I jiggled my hook angrily and when the operator answered I told her that she'd miscued. She listened to my complaint and then replied in a pettish tone, "But I did ring 913, sir. I'll try again."

I wanted to tell her to just try, that there was no 'again' about it, but I didn't. I tried to dig through the murk to her switchboard but I couldn't dig a foot through this area. I waited impatiently until she re-made the connections at her switchboard and I heard the burring of the phone as the other end rang. Then the same mad-bull-rage voice delivered a number of pointed comments about people who ring up honest citizens in the middle of the night; and he hung up again in the middle of my apology. I got irked again and demanded that the operator connect me with the registration clerk. To him I told my troubles.

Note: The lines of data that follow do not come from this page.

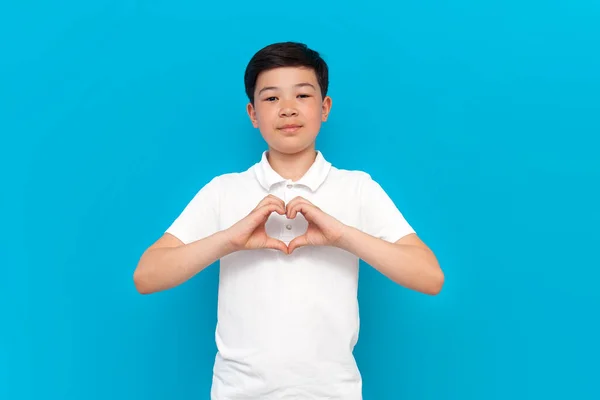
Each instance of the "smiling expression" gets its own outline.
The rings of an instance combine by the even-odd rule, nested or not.
[[[314,71],[283,67],[262,72],[256,80],[254,104],[248,115],[270,149],[294,154],[314,148],[327,121],[331,98],[323,98]]]

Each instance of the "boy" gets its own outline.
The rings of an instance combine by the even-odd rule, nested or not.
[[[268,150],[199,190],[142,255],[135,285],[166,290],[220,260],[211,399],[361,399],[359,259],[428,294],[443,273],[378,183],[315,149],[331,109],[317,52],[267,46],[245,86]]]

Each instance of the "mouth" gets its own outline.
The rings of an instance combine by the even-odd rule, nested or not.
[[[285,132],[285,133],[294,133],[300,128],[302,128],[302,125],[287,124],[287,125],[280,126],[277,129],[279,129],[280,131]]]

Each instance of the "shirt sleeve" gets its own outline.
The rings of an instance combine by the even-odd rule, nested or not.
[[[184,244],[208,237],[220,229],[219,188],[213,178],[204,185],[166,230]]]
[[[381,185],[365,174],[360,190],[361,230],[388,242],[415,233]]]

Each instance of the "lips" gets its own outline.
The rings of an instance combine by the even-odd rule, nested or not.
[[[286,125],[280,126],[278,129],[280,131],[283,131],[283,132],[286,132],[286,133],[294,133],[294,132],[296,132],[300,128],[302,128],[302,125],[298,125],[298,124],[286,124]]]

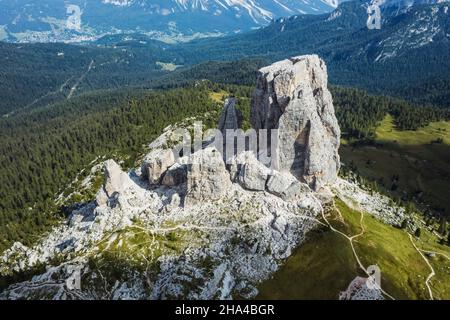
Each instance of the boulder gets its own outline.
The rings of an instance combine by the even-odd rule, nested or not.
[[[100,190],[98,190],[97,194],[95,195],[95,203],[99,207],[107,206],[108,205],[109,197],[105,192],[105,189],[102,187]]]
[[[340,168],[340,129],[327,81],[317,55],[294,57],[259,70],[252,97],[253,128],[277,129],[272,168],[314,190],[333,184]]]
[[[142,177],[152,185],[160,184],[164,173],[175,163],[171,149],[155,149],[147,154],[141,167]]]
[[[215,147],[192,154],[187,166],[186,203],[218,200],[231,187],[230,174]]]
[[[267,191],[283,200],[292,200],[311,190],[308,185],[298,181],[292,174],[275,171],[267,180]]]
[[[114,160],[107,160],[103,165],[105,181],[96,196],[97,205],[107,205],[110,198],[123,193],[134,185],[133,180]]]
[[[122,168],[114,160],[107,160],[104,164],[105,183],[104,190],[108,197],[114,193],[122,193],[124,190],[133,186],[134,182],[128,174],[122,171]]]
[[[264,191],[271,170],[256,159],[251,151],[237,155],[231,164],[230,173],[233,181],[252,191]]]

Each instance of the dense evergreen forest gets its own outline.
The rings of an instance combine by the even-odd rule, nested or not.
[[[0,247],[29,243],[57,218],[56,194],[97,155],[132,155],[167,125],[213,109],[206,90],[186,88],[89,94],[1,120]]]
[[[223,71],[228,67],[223,65]],[[208,70],[208,64],[199,68]],[[169,124],[209,114],[204,120],[214,126],[221,106],[211,100],[211,92],[225,90],[241,97],[245,102],[240,107],[249,114],[245,109],[252,87],[186,79],[179,78],[181,88],[97,91],[0,119],[0,249],[12,241],[32,242],[32,235],[59,219],[55,196],[97,156],[127,154],[126,165],[131,166],[142,146]],[[447,109],[414,106],[355,89],[334,87],[332,92],[342,130],[355,140],[373,138],[374,127],[388,112],[403,129],[450,119]]]
[[[417,130],[433,121],[450,120],[450,108],[416,105],[358,89],[332,87],[331,91],[343,136],[350,139],[373,139],[376,125],[387,113],[394,116],[400,130]]]
[[[158,52],[152,47],[0,41],[0,115],[68,100],[89,90],[142,86],[167,73],[156,63]]]

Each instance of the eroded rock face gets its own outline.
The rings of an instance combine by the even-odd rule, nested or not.
[[[219,119],[218,129],[225,133],[225,130],[237,130],[242,126],[242,113],[236,109],[236,99],[228,98]]]
[[[218,200],[230,188],[230,174],[220,152],[209,147],[190,156],[186,203]]]
[[[104,168],[104,189],[108,197],[113,196],[115,192],[123,192],[123,190],[133,185],[133,181],[130,179],[128,174],[122,171],[122,168],[114,160],[107,160]]]
[[[233,181],[251,191],[264,191],[270,173],[271,170],[259,162],[251,151],[236,156],[230,168]]]
[[[33,248],[14,245],[0,257],[0,273],[30,270],[60,255],[64,263],[10,286],[0,299],[254,298],[257,285],[317,225],[323,207],[303,181],[319,189],[336,179],[339,128],[326,81],[325,65],[316,56],[260,71],[252,122],[256,129],[279,129],[275,160],[281,172],[251,151],[236,155],[237,149],[227,171],[219,150],[207,147],[213,139],[175,160],[167,149],[176,140],[171,127],[149,146],[153,151],[142,165],[150,188],[138,181],[139,172],[128,175],[107,161],[97,203],[73,211],[69,223]],[[238,129],[239,117],[235,101],[228,100],[219,129]],[[350,186],[340,190],[356,194]],[[358,198],[362,204],[379,203],[370,195]],[[168,230],[176,235],[168,237]],[[136,235],[145,245],[136,245]],[[110,261],[109,270],[116,268],[111,254],[124,248],[134,250],[136,263],[124,266],[120,281],[106,278],[111,280],[106,287],[98,281],[104,277],[100,270],[89,267],[85,250],[99,262]],[[137,266],[157,271],[143,273]]]
[[[175,163],[164,175],[161,184],[167,187],[176,187],[187,181],[187,164]]]
[[[164,173],[175,163],[175,156],[171,149],[155,149],[145,156],[141,167],[143,178],[152,185],[161,182]]]
[[[306,184],[298,181],[290,173],[277,171],[274,171],[267,180],[267,191],[283,200],[293,200],[311,192]]]
[[[107,205],[109,199],[123,193],[134,184],[128,174],[122,171],[122,168],[114,160],[105,161],[103,167],[105,181],[103,188],[99,190],[96,196],[96,202],[99,206]]]
[[[327,81],[318,56],[294,57],[259,70],[252,99],[252,126],[278,129],[273,168],[314,190],[334,183],[340,167],[340,129]]]

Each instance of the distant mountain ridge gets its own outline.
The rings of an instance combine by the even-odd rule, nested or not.
[[[409,85],[449,77],[448,2],[404,10],[382,5],[380,30],[367,28],[367,6],[364,0],[349,1],[329,14],[280,18],[260,30],[196,40],[172,51],[182,56],[179,64],[248,57],[275,61],[314,52],[330,66],[332,83],[394,95]]]
[[[258,61],[309,53],[327,62],[334,85],[446,107],[448,7],[448,3],[415,5],[402,12],[383,6],[380,30],[366,26],[367,2],[352,1],[332,13],[280,18],[258,30],[176,45],[146,34],[107,35],[85,46],[1,43],[0,114],[67,99],[70,91],[77,95],[123,86],[170,87],[172,79],[185,78],[183,72],[208,79],[203,71],[212,66],[217,82],[251,84],[251,78],[230,77],[221,68],[229,61],[245,59],[250,75]],[[92,68],[83,76],[91,61]],[[215,63],[204,64],[207,61]],[[31,68],[30,63],[41,68],[33,67],[36,72],[30,73],[26,68]],[[203,65],[202,72],[192,68],[197,64]],[[80,78],[83,81],[72,90]],[[20,93],[13,94],[11,88]]]
[[[80,42],[133,32],[167,41],[189,40],[247,31],[278,17],[330,12],[337,1],[71,0],[55,4],[52,0],[0,0],[0,40]],[[67,27],[70,16],[80,17],[81,29]]]

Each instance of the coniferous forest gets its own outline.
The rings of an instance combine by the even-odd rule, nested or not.
[[[30,243],[60,221],[64,210],[55,197],[97,157],[128,154],[131,166],[167,125],[217,111],[211,91],[244,98],[240,107],[248,115],[257,70],[275,60],[311,52],[325,60],[350,142],[373,142],[387,114],[398,130],[449,120],[447,43],[373,63],[371,50],[354,52],[377,34],[345,31],[365,18],[355,20],[356,2],[342,6],[348,12],[340,22],[298,16],[176,45],[143,35],[82,46],[0,42],[0,249]]]
[[[205,67],[202,77],[208,76],[206,70]],[[216,68],[212,70],[215,75]],[[247,72],[246,68],[242,70]],[[37,235],[59,221],[64,210],[55,206],[56,196],[97,156],[131,155],[126,165],[132,166],[143,145],[169,124],[203,116],[207,125],[213,127],[221,108],[210,98],[214,91],[225,90],[241,97],[245,101],[242,108],[249,108],[252,86],[187,79],[176,77],[166,82],[170,87],[181,85],[180,88],[96,91],[2,118],[2,247],[13,241],[27,244],[34,239],[30,235]],[[246,82],[234,75],[232,79]],[[373,139],[376,125],[387,113],[394,115],[398,128],[408,130],[450,119],[447,109],[412,105],[361,90],[333,87],[332,93],[343,134],[353,140]],[[243,111],[249,114],[249,110]],[[204,118],[205,113],[211,115]]]

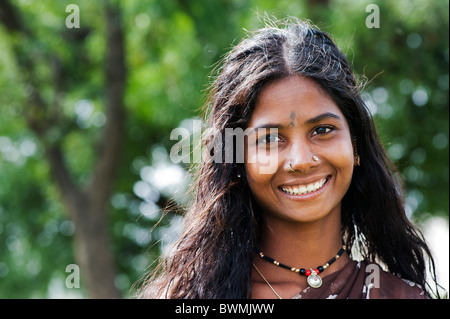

"One moment, sir," he said. A half minute later he returned with, "Sorry, sir. There is no Farrow registered. Could I have mis-heard you?"

"No, goddammit," I snarled. "It's Farrow. F as in Frank; A as in Arthur; Double R as in Robert Robert; O as in Oliver; and W as in Washington. I saw her register, I went with her and the bellhop to her room, Number 913, and saw her installed. Then the same 'hop took me up to my room in 1224 on the Twelfth."

There was another moment of silence. Then he said, "You're Mr. Cornell. Registered in Room 1224 last night approximately four minutes after midnight."

"I know all about me. I was there and did it myself. And if I registered at four after midnight, Miss Farrow must have registered about two after midnight because the ink was still wet on her card when I wrote my name. We came in together, we were travelling together. Now, what gives?"

"I wouldn't know, sir. We have no guest named Farrow."

"See here," I snapped, "did you ever have a guest named Farrow?"

"Not in the records I have available at this desk. Perhaps in the past there may have been—"

"Forget the past. What about the character in 913?"